Hierarchical partition keys are now available in private preview for the Azure Cosmos DB Core (SQL) API. With hierarchical partition keys, also known as sub-partitioning, you can now natively partition your container with up to three levels of partition keys. This enables more optimal partitioning strategies for multi-tenant scenarios or workloads that would otherwise use synthetic partition keys. Instead of having to choose a single partition key – which often leads to performance trade-offs – you can now use up to three keys to further sub-partition your data, enabling more optimal data distribution and higher scale.
For example, if you have a scenario with 1000 tenants of varying sizes and use a synthetic partition key of TenantId_UserId, you can now natively set TenantId and UserId as your hierarchical partition keys.
Behind the scenes, Azure Cosmos DB will automatically distribute your data among physical partitions such that a logical partition prefix (e.g. Tenant) can exceed 20GB of storage. In addition, queries that target a prefix of the full partition key path are efficiently routed to the subset of relevant physical partitions.
Suppose you have a multi-tenant scenario where you store event (for example, login, clickstream, payment, etc) information for users in each tenant. Some tenants are very large with thousands of users, while the majority are smaller with a few users.
We have these operations as part of our data access pattern:
- Insert data for each login event
- Get all data for a particular tenant
- Get all data for a particular user in a tenant
- Read a single event for a user in a tenant
What should our partition key be?
Let’s look at our options when we are only able to choose one partition key. Then, we’ll see how we can use hierarchical partition keys to achieve an optimal partitioning strategy.
As a refresher, Azure Cosmos DB distributes your data across logical and physical partitions based on your partition key to enable horizontal scaling. As data gets written, Azure Cosmos DB uses the hash of the partition key value to determine which logical and physical partition the data lives on.
In the following diagrams, the purple boxes represent a physical partition, and the blue boxes represent a logical partition. The scope of the diagram is for a single container.
Option 1: Partition by TenantId
When we partition by TenantId, queries for a tenant or a user in a tenant are efficient, single partition queries. However, if a single TenantId grows very large, it will hit the 20GB storage limit for logical partition, so this partition key strategy will not scale. In addition, because some tenants may have more requests than others, this can lead to a hot partition.

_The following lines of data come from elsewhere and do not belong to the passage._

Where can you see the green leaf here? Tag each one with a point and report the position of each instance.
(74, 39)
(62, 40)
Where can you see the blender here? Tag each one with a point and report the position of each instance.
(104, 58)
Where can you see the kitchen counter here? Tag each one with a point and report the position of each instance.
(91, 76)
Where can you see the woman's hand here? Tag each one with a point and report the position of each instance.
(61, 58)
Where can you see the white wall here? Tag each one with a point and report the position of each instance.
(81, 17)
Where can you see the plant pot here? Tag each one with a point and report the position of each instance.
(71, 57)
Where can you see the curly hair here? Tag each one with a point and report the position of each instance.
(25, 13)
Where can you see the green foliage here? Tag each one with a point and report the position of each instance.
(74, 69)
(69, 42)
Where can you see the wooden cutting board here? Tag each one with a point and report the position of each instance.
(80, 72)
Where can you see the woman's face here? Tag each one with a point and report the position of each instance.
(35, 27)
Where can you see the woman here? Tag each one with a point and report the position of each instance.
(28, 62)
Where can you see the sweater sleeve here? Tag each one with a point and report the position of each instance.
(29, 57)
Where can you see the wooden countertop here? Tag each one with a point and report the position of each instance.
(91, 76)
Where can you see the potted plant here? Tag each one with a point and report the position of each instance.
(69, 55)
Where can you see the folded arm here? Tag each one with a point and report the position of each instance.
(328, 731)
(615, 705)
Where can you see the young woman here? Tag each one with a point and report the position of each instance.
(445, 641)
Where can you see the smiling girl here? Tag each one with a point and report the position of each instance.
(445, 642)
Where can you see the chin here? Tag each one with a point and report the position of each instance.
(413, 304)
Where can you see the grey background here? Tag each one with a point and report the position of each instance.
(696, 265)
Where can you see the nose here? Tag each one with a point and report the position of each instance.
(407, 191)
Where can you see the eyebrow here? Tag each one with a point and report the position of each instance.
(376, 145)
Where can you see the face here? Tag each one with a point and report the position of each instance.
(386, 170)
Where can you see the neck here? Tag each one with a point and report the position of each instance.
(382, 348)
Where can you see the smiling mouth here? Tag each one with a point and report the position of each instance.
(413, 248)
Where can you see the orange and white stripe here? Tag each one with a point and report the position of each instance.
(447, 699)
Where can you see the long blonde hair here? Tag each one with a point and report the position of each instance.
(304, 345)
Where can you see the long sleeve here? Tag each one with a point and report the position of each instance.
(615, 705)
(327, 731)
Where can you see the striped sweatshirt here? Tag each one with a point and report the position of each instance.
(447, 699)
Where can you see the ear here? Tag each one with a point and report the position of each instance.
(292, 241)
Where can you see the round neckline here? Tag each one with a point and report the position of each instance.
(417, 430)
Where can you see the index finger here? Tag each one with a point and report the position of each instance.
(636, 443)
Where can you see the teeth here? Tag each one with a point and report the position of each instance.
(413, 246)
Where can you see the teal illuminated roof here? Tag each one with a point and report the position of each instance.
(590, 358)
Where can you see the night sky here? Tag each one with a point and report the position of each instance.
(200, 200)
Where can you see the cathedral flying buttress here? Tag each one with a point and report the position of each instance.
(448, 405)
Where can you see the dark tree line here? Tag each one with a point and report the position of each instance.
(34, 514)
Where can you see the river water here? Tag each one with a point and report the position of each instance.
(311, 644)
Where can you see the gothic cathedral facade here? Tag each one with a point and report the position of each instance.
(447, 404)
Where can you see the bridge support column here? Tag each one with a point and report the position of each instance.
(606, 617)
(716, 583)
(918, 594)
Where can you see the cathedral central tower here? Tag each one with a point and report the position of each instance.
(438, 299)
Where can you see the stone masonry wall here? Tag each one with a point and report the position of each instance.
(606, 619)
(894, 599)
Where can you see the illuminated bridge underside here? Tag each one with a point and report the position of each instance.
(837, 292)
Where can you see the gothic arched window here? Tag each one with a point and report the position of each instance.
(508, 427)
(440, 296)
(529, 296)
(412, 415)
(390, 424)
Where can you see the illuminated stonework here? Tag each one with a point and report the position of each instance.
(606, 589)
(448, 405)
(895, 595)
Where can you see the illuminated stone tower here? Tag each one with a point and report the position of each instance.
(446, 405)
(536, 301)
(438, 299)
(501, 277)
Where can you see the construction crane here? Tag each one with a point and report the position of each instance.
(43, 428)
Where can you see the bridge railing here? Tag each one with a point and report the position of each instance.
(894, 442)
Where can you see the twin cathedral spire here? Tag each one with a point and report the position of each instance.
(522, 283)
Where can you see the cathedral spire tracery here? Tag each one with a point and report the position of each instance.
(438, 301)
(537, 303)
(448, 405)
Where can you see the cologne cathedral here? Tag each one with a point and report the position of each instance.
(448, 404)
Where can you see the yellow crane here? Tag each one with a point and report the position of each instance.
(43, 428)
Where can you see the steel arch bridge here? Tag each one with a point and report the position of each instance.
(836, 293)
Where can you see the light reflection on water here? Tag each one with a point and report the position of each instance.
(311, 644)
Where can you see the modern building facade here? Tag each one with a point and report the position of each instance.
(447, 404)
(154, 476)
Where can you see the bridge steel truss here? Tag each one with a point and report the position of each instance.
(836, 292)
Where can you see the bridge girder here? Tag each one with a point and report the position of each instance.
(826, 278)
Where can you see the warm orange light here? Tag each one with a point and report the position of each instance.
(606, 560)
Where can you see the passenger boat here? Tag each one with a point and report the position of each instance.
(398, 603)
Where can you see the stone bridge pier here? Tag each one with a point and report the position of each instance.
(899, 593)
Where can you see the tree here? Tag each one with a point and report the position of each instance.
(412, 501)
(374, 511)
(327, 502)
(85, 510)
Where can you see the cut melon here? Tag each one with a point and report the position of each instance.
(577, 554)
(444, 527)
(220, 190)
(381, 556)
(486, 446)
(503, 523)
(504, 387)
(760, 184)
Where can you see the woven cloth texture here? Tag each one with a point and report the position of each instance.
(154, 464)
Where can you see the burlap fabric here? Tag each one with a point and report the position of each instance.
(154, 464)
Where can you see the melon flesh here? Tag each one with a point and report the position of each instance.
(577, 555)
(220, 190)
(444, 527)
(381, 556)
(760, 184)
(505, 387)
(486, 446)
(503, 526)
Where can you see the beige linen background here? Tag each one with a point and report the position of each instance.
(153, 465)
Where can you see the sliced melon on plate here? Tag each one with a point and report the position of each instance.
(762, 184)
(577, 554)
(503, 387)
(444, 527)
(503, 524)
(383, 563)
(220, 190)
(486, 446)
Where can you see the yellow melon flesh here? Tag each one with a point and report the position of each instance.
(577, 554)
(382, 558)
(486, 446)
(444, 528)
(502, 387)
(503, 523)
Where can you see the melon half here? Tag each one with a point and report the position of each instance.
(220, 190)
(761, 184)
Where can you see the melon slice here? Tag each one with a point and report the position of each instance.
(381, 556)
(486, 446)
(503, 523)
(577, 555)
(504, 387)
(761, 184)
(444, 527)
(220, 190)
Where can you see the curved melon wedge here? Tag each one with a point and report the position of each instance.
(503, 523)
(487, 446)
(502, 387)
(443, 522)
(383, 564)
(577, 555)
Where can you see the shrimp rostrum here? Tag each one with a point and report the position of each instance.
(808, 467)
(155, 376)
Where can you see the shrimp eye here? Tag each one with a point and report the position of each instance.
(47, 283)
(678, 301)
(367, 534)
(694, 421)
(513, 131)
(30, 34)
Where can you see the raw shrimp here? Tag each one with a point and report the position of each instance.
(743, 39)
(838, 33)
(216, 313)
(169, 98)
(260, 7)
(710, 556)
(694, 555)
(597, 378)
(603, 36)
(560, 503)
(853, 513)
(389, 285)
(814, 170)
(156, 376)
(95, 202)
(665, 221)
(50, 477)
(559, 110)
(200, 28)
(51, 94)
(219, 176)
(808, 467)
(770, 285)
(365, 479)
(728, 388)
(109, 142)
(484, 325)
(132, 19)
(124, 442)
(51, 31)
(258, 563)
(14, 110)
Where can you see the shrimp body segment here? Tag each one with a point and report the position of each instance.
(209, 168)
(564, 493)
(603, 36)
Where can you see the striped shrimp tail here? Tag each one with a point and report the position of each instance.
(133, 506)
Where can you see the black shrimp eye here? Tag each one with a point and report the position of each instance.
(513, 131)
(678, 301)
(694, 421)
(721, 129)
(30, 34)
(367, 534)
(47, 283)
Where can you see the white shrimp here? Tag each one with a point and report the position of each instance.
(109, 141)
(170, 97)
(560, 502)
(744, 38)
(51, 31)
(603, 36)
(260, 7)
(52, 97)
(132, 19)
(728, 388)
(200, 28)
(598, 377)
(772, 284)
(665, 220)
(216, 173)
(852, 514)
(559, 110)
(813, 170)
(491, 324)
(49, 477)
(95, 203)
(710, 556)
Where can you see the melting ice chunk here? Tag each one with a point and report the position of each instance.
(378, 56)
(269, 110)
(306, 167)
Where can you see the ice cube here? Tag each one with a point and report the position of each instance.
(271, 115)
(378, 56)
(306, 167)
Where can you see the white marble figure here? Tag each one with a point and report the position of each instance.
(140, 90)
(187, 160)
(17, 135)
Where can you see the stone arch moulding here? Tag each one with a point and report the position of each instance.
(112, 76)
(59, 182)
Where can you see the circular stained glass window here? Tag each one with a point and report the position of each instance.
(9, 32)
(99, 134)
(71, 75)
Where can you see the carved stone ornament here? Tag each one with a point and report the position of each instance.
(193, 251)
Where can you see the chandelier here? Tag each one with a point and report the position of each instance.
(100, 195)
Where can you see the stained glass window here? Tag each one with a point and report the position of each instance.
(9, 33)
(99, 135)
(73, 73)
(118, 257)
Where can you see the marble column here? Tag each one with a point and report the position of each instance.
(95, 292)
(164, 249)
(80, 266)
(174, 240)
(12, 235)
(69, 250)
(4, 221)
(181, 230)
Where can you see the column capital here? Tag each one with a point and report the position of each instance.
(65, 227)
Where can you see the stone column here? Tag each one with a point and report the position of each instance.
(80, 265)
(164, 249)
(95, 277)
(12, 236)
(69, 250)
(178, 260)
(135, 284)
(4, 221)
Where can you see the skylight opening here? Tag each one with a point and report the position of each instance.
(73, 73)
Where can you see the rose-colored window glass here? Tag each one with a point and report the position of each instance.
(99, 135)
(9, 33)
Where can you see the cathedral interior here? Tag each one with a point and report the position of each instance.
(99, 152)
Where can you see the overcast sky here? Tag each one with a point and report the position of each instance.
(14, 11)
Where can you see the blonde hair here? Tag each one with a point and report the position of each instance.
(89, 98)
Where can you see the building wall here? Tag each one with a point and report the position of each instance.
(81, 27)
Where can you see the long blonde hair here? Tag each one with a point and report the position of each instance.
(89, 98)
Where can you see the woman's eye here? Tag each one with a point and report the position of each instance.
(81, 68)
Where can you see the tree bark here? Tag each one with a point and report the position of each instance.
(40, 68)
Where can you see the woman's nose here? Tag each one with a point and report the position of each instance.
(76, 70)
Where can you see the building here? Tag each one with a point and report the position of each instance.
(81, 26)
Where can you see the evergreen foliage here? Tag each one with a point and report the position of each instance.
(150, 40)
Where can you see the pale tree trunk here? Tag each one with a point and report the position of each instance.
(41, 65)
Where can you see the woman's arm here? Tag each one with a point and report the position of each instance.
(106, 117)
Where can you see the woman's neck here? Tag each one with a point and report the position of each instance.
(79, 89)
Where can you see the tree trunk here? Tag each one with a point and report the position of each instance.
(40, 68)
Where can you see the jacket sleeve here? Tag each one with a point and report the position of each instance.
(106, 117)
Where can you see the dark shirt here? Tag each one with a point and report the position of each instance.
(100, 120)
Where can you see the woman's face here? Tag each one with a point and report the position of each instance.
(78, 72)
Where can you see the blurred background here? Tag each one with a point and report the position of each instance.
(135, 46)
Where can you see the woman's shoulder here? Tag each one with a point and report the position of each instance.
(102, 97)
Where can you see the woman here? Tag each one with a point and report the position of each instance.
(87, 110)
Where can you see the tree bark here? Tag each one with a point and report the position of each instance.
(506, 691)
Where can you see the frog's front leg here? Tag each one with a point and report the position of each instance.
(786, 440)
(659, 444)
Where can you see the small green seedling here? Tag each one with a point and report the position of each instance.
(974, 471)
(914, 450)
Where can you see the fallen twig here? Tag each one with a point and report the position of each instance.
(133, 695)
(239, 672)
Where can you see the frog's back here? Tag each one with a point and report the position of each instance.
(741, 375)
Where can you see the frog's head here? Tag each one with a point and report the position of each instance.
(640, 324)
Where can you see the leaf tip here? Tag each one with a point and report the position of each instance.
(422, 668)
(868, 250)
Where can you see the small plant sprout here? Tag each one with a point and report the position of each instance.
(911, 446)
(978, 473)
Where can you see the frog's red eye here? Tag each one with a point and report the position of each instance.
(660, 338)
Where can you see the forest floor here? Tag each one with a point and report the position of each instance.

Option 2: Synthetic key with TenantId_UserId
To add more cardinality to our key, we can use a synthetic key, combining TenantId and UserId. Typically, this is done by creating a new property in our document, for example, “partitionKey” and modifying our application logic to fill this value with our synthetic value. While we can ensure that we can write more than 20GB of data per tenant, we now have a trade-off where queries by TenantId are always cross partition, unless we are able to include all users, which is typically not feasible. In general, the application and query complexity has increased.
New: Partition using hierarchical partition keys
With hierarchical partition keys, we can set the partition key to be TenantId, then UserId. If we believe the combination of a single TenantId and UserId will exceed 20GB, we could use a 3rd key – e.g. set to something like id or EventId – to add more granularity.
This allows us to have more than 20GB of data for a single tenant, as the system handles adding more partitions as our data per tenant grows. We are now able to have up to 20GB of data for each TenantId, UserId combination. As a result, it is now possible for a single Tenant’s data to span multiple physical partitions.
At the same time, our queries will still be efficient. All queries that target a single tenant will be efficiently routed to the subset of partitions the data is on, avoiding the full cross-partition fanout query that was required when using the synthetic partition key strategy. For example, in the below diagram, queries that filtered to TenantId = “Fabrikam” would be routed only to partitions 1 and 2.
To achieve these benefits, all we need to do is specify the hierarchical partition key settings upon container creation and ensure these keys exist in all documents. Azure Cosmos DB will take care of the underlying data distribution and query routing.